Liu and Chen  applied adaptive Hidden Markov Models (HMM) for pose-varying video-based face recognition. All face images were reduced to low-dimensional feature vectors by using PCA. In the training process, an HMM was generated to learn both the statistics of the video sequences and the temporal dynamics of each subject. During the recognition stage, the temporal characteristics of the probe face sequence were analyzed over time by the HMM corresponding to each subject. The likelihood scores provided by the HMMs were compared. Based on maximum likelihood scores, the identity of a face in the video sequence was recognized. Face regions were manually extracted from the images. The test database included 21 subjects. Two sequences were collected for each subject: one contained 322 frames for training and the other had around 400 frames for testing. The recognition performance of the proposed algorithm was compared with an individual PCA method, which showed a 4.0% error rate for HMM versus a 9.9% error rate for PCA.

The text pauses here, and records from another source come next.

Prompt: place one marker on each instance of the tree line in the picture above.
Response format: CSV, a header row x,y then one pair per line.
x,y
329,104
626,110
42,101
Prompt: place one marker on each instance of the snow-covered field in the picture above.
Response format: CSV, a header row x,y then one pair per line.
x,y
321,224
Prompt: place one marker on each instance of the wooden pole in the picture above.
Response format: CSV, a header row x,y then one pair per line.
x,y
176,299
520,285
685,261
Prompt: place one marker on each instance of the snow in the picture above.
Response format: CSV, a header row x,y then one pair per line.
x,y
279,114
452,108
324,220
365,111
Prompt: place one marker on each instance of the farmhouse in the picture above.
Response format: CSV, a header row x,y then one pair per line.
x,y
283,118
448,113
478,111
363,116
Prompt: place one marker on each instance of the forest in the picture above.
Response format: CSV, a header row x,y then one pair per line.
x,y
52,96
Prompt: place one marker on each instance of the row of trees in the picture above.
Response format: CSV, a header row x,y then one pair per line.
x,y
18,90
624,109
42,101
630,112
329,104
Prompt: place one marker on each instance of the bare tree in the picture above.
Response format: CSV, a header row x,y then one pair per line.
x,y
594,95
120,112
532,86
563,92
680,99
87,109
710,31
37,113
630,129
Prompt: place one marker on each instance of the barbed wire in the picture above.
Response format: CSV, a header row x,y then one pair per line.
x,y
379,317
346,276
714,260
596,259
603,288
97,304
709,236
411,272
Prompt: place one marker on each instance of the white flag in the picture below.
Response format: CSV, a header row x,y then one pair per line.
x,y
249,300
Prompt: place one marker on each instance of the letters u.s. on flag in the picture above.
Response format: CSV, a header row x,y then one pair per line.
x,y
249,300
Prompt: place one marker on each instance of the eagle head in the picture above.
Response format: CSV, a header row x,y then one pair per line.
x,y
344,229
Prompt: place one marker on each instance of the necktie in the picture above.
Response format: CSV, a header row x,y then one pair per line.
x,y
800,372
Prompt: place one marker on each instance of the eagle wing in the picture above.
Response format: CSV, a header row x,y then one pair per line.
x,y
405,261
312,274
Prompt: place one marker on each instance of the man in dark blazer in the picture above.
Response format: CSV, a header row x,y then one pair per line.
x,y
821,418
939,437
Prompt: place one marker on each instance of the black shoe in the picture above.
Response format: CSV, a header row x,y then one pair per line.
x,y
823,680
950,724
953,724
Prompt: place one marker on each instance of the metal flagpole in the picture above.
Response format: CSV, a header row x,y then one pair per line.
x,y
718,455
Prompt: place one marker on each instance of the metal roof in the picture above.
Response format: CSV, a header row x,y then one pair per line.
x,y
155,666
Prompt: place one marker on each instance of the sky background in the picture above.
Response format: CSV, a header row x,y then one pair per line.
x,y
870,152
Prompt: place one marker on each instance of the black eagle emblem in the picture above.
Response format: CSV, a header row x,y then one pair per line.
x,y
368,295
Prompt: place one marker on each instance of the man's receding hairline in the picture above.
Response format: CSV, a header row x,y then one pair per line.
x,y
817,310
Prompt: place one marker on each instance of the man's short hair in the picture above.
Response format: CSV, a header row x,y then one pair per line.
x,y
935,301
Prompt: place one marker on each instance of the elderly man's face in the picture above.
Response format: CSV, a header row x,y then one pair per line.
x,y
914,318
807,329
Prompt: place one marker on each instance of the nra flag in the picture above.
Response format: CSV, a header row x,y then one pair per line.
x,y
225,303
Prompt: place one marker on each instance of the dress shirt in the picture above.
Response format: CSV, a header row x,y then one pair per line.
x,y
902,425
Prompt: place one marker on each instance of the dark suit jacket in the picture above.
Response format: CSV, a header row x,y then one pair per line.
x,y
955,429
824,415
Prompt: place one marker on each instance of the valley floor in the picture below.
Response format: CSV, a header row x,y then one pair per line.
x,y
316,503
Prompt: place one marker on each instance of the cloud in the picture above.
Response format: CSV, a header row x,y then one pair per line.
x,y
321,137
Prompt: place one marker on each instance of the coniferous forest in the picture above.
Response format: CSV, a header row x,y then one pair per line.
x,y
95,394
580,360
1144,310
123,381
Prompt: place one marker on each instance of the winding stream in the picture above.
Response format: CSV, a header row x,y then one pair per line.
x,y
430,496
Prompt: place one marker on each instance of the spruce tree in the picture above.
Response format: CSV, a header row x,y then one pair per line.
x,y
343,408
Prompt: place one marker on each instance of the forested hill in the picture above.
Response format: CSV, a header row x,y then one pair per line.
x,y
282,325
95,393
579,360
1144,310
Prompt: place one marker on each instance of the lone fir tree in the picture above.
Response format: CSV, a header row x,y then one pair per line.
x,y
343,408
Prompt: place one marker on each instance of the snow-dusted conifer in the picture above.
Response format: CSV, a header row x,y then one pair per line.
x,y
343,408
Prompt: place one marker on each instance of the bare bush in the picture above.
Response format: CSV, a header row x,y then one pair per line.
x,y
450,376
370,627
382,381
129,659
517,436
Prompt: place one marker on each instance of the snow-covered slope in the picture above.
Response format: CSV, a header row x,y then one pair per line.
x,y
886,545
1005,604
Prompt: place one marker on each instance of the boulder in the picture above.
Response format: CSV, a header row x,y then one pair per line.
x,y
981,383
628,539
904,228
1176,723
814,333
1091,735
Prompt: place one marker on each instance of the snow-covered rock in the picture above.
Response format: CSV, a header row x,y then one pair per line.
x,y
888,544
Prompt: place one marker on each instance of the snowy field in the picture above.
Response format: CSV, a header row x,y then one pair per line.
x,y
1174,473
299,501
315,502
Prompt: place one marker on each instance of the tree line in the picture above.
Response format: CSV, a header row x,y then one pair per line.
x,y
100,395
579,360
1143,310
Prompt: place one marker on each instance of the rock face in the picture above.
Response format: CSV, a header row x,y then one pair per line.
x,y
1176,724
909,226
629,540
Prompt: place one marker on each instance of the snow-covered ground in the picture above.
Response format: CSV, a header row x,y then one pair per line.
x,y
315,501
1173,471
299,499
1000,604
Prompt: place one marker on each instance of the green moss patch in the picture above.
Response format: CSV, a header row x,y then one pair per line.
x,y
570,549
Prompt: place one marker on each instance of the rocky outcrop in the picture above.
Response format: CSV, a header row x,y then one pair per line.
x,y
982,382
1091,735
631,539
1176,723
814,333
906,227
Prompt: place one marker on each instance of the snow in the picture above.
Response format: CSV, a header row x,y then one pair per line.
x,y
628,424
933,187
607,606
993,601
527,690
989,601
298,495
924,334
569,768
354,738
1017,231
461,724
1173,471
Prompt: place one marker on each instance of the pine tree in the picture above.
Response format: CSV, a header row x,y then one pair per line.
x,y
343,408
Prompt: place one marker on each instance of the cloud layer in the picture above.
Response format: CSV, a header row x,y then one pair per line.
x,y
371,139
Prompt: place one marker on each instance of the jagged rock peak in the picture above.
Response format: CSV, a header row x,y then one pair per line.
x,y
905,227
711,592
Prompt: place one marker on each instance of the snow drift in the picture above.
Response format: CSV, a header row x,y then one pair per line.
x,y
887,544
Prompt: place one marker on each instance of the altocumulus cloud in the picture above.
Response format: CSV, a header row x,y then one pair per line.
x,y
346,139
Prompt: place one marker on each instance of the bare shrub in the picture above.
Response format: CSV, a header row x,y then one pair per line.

A key factor in our application is that the system must be able to perform multiple tasks and recognize the user's face in near-real time. Unfortunately there is little emphasis on such a requirement in the existing literature. Therefore, DRDC conducted research on facial recognition algorithms and developed a prototype system that performs periodic verification and allows the user to carry out ordinary tasks. As illustrated in Figure 1, while a user is typing in Microsoft Word and running Internet Explorer, the system automatically performs the facial verification every 30 milliseconds.
3. Previous Work and System Overview
Traditionally, the authentication process only verifies the identity of a user once at login or sign-on. Afterward, the assumption is that the system remains under the control of the same authenticated user. This authentication mechanism is fairly secure for one-time applications, such as accessing a protected file or withdrawing money from an automatic banking machine. However, there is a security threat if an unauthorized user takes over the session after the legitimate user successfully logged in. A facial presence monitoring system was developed in our previous work to verify the user's identity throughout the entire session .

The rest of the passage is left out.